II
¡Honrad a quien queráis! ¡Por fin estoy a salvo!
Vosotros, bellas damas, caballeros de mundo,
preguntad por el tío, el sobrino y las viejas;
y que el juego aburrido siga a la charla insulsa.
A los otros también, adiós: círculos nimios
o notables que casi lograsteis desquiciarme.
Políticos y vanos, machacad opiniones
que al caminante siguen, furiosas, por Europa.
La canción de «Malbrú» siguió al inglés viajero
así desde París a Livorno y a Roma,
y a Nápoles después; y si hubiera ido a Esmirna,
lo habría recibido en el puerto «Malbrú».
Así he debido oír a cada paso hasta hoy
las censuras del pueblo, del consejo de reyes.
Ya no me encontraréis en este mi refugio
que un regio protector, Amor, me ha concedido.
Aquí me cubre con sus alas; y la amada
no teme, muy romana, a galos furibundos.
Por nuevas no pregunta, sólo atiende esmerada
a los deseos del hombre al cual se ha entregado.

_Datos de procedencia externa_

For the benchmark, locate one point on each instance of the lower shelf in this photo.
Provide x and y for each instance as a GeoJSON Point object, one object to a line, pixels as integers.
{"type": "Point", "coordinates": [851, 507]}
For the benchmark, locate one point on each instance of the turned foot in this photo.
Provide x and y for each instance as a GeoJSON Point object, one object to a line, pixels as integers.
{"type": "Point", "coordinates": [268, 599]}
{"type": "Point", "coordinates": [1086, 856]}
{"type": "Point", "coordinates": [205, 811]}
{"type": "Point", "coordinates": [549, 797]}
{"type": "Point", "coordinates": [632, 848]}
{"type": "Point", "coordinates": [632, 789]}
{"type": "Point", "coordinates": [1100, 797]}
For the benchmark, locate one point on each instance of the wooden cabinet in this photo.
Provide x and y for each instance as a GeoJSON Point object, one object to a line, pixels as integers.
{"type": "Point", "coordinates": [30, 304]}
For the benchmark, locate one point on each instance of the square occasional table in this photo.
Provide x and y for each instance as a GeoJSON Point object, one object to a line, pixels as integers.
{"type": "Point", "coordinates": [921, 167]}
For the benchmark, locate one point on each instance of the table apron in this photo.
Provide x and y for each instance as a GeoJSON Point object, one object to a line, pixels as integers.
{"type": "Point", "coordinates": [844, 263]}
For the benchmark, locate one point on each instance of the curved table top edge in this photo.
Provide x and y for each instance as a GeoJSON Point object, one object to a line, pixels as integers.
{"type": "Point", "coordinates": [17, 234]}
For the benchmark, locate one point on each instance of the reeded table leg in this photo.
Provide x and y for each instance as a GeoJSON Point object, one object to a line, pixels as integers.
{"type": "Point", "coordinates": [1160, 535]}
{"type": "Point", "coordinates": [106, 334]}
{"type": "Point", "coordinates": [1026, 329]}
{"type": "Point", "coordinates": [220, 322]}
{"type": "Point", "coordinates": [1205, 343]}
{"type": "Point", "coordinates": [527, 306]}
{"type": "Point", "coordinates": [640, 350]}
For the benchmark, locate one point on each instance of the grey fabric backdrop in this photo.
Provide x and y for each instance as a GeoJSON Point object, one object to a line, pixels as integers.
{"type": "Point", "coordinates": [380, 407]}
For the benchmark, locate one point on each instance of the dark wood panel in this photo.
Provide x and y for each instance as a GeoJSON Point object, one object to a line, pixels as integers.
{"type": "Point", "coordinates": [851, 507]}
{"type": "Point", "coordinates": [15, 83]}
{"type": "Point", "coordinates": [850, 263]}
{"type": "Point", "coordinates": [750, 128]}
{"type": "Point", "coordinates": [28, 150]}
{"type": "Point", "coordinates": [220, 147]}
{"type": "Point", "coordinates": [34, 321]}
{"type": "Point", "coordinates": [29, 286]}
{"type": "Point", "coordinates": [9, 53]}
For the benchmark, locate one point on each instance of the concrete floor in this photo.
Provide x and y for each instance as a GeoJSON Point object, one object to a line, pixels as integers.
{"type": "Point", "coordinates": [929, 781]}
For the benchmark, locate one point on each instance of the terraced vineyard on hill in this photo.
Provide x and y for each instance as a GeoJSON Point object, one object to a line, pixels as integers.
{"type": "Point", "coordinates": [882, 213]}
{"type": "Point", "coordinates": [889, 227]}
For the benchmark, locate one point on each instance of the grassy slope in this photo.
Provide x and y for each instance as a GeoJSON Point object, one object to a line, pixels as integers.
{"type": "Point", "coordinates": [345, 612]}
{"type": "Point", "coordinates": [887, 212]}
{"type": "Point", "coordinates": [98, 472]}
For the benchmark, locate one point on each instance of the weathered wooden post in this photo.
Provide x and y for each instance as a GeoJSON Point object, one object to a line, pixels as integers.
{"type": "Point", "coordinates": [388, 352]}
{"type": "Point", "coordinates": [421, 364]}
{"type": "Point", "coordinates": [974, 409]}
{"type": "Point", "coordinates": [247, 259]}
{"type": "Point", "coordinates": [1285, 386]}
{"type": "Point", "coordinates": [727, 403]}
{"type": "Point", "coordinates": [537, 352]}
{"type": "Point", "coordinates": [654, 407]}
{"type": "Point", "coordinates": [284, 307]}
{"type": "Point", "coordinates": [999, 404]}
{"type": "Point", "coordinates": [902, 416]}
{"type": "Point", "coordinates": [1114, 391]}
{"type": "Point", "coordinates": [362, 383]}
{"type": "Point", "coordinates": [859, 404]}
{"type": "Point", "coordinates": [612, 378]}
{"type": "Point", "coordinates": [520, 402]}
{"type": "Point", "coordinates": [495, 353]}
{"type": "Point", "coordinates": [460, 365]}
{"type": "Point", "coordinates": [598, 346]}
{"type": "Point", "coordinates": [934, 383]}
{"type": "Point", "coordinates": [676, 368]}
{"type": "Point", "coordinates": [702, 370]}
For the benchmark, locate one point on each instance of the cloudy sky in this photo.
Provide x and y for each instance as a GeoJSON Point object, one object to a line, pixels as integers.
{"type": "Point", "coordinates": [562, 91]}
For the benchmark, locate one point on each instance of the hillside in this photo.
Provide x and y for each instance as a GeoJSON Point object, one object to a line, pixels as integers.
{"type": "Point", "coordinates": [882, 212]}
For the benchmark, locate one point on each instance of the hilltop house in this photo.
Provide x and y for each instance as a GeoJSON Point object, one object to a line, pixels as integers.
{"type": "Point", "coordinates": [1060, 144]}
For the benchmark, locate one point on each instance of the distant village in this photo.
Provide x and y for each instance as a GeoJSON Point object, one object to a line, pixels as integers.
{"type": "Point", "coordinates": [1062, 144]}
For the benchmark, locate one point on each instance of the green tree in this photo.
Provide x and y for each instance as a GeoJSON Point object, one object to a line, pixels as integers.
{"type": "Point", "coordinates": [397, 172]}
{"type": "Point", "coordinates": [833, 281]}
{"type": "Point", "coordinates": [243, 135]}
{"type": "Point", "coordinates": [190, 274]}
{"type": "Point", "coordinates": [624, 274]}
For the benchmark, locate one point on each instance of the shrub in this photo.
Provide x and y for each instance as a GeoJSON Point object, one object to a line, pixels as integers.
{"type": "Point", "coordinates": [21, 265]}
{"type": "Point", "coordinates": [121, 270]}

Se deleita en el libre y recio forastero
que habla de montes, nieve y casas de madera;
con él comparte el fuego que ha prendido en su pecho;
le alegra que no sea cicatero romano.
La mesa está mejor servida; no le faltan
vestidos ni el carruaje que la traslada a la ópera.
Se alegran madre e hija de su nórdico huésped,
y el bárbaro domina alma y cuerpo romanos.